Photo: Sonia Roselli / Unsplash
Here’s where it gets annoying. The hero ingredients are fine on paper, but the delivery system is lazy. Vitamin C degrades fast in this bottle — you’ll notice it turning amber within three weeks.
- THD Ascorbate: Brightens, but oxidizes before you finish the bottle
- Lactic Acid: Gentle exfoliation, but too weak for real texture
- Sodium Benzoate: Preservative that can form benzene in acidic formulas
- Potassium Sorbate: Paired with above — same risk, no third-party testing
Watery. Smells like lemon yogurt left in a gym bag. Absorbs in about 12 seconds — no stickiness, which I respect. First week I thought, *okay, this is fine*.
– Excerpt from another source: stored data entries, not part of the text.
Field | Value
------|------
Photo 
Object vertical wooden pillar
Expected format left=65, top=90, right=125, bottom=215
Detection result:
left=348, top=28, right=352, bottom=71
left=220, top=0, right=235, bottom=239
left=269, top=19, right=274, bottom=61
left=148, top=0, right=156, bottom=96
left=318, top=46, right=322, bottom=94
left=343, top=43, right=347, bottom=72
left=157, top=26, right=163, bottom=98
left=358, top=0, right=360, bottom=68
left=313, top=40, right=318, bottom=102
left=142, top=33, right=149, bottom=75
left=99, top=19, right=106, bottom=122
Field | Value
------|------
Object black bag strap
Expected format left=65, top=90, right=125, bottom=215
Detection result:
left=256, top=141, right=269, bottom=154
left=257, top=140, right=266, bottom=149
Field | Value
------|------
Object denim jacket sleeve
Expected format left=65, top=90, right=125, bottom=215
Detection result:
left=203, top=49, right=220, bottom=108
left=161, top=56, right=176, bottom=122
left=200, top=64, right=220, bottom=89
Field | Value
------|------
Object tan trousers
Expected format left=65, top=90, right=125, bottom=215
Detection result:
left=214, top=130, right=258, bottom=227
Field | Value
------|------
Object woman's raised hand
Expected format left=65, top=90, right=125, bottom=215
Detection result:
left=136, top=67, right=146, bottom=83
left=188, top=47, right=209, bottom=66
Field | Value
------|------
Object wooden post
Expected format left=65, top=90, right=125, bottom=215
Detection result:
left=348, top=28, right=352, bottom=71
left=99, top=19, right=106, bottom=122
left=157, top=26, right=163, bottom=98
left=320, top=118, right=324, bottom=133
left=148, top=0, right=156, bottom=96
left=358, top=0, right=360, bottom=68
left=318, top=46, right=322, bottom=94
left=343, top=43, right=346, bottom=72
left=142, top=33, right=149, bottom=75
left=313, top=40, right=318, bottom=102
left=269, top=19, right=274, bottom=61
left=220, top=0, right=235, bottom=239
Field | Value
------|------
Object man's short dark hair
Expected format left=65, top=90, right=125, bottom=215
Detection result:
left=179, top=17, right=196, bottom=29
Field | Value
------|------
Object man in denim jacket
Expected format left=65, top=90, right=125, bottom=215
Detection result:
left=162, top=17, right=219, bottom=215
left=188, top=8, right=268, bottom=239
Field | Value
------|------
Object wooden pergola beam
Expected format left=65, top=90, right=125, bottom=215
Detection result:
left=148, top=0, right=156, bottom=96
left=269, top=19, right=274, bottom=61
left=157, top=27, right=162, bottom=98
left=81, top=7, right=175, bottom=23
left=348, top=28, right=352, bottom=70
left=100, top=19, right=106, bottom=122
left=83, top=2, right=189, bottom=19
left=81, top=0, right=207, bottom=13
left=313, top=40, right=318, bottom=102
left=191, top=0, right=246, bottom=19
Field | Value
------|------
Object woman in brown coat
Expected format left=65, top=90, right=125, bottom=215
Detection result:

Week two: my chin broke out in tiny closed comedones. Not purging — just clogged. The lactic acid is too weak to push them out, and the vitamin C is oxidizing before it can do anything meaningful.
My skin looked mildly more awake. But the hyperpigmentation I was targeting? Unmoved. Zero difference in my dark spots after 4 weeks. The glow is real — but temporary, like a spritz of water on a wilted plant.
Green Machine is a well-marketed starter serum that fumbles the clean promise. The preservative system is a red flag, and the results don’t justify the price. Hard skip.